Wien/ Berlin – Ein dem Nachrichtenmagazin "Der Spiegel" und der "Kronen Zeitung" vorliegender Brief bringt Österreichs Ex-Bundeskanzler Alfred Gusenbauer mit der Affäre rund um den Ex-Botschafter Kasachstans, Rachat Alijew, in Verbindung.

In der "ZiB 2" verteidigte sich Gusenbauer: Er habe sich über den Fall "weder mit einem Journalisten, noch mit einem Richter, noch mit Beamten" unterhalten, die sich damit beschäftigten, sagte er. Für seine Tätigkeit im "Independent International Advisory Council" (IIAC) des kasachischen Diktators Nursultan Nasarbajew soll Gusenbauer 400.000 Euro jährlich erhalten.

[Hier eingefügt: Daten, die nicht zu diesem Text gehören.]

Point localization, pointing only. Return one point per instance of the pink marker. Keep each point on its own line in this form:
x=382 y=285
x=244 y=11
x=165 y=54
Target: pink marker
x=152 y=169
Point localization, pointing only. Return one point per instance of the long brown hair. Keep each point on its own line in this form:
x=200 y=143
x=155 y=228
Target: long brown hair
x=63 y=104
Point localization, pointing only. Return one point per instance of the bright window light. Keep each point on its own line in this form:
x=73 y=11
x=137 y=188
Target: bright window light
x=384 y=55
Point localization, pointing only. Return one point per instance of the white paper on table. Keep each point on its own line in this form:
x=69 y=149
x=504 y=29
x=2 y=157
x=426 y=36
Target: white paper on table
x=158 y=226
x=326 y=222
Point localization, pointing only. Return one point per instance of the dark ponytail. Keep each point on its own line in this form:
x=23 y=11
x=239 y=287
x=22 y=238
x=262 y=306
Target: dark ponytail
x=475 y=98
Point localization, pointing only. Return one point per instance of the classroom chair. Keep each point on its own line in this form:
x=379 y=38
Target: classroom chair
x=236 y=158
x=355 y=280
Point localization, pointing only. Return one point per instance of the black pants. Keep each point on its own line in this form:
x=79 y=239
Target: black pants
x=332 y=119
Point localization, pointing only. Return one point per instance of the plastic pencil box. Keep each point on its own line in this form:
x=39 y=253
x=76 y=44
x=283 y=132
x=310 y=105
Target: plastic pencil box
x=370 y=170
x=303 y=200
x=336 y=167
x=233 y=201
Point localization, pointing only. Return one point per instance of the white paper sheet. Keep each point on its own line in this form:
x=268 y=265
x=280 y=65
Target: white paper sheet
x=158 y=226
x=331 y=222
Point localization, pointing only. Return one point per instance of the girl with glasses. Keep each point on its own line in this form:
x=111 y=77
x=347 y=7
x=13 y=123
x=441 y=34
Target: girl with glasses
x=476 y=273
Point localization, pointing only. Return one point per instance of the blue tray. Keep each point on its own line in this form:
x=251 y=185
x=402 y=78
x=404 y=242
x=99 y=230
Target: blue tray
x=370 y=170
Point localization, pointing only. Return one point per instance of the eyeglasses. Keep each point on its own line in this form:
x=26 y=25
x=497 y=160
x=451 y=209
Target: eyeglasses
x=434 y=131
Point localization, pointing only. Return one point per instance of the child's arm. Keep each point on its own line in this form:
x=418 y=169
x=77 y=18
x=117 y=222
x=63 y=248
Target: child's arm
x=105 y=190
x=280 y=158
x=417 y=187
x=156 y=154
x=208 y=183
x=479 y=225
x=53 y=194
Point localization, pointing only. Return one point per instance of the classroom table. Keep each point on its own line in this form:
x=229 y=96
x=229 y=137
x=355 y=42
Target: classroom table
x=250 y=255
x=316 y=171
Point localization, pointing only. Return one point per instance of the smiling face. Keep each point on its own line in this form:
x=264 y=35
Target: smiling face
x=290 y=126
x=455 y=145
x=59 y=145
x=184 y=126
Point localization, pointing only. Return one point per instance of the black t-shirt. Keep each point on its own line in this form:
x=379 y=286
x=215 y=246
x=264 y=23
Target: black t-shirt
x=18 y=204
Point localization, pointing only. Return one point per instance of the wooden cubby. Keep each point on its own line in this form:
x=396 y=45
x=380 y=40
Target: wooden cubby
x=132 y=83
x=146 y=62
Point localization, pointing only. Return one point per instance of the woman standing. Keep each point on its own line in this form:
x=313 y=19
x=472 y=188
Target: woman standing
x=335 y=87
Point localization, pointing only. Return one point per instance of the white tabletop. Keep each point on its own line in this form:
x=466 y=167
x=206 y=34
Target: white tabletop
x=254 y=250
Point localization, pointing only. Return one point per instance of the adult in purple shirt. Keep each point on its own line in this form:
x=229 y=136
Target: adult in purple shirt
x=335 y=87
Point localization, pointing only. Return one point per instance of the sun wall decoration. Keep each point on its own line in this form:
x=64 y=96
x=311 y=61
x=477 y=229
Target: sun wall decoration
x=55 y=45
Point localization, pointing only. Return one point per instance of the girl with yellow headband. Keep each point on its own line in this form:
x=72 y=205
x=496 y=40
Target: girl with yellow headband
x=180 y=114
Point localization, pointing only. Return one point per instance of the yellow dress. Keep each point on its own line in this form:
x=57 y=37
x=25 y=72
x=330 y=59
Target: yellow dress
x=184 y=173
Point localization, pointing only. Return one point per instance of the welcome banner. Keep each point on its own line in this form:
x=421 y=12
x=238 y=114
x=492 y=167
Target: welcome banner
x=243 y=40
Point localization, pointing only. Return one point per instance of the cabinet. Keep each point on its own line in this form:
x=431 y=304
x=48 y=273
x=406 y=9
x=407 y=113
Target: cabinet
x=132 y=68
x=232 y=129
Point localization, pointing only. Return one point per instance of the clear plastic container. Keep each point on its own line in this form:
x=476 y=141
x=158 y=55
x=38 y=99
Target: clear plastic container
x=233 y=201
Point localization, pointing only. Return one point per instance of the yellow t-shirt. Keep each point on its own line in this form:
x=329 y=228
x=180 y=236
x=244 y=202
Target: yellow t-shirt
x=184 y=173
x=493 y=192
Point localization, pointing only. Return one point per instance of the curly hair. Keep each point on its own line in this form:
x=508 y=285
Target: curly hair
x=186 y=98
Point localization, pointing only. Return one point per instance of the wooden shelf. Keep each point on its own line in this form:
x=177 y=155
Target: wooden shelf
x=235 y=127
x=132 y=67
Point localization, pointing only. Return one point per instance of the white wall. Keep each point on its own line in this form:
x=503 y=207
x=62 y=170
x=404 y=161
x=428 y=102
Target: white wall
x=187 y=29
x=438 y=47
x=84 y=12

Gemeinsam mit seinen Kollegen im internationalen Beraterkreis trage er lediglich dazu bei, dass in Kasachstan Reformen durchgeführt würden und dass es zu internationalen Vereinbarungen, nicht zuletzt auch mit der Europäischen Union komme, erklärte Gusenbauer seine Beratertätigkeit für die kasachische Regierung. (red/APA, 15.6.2015)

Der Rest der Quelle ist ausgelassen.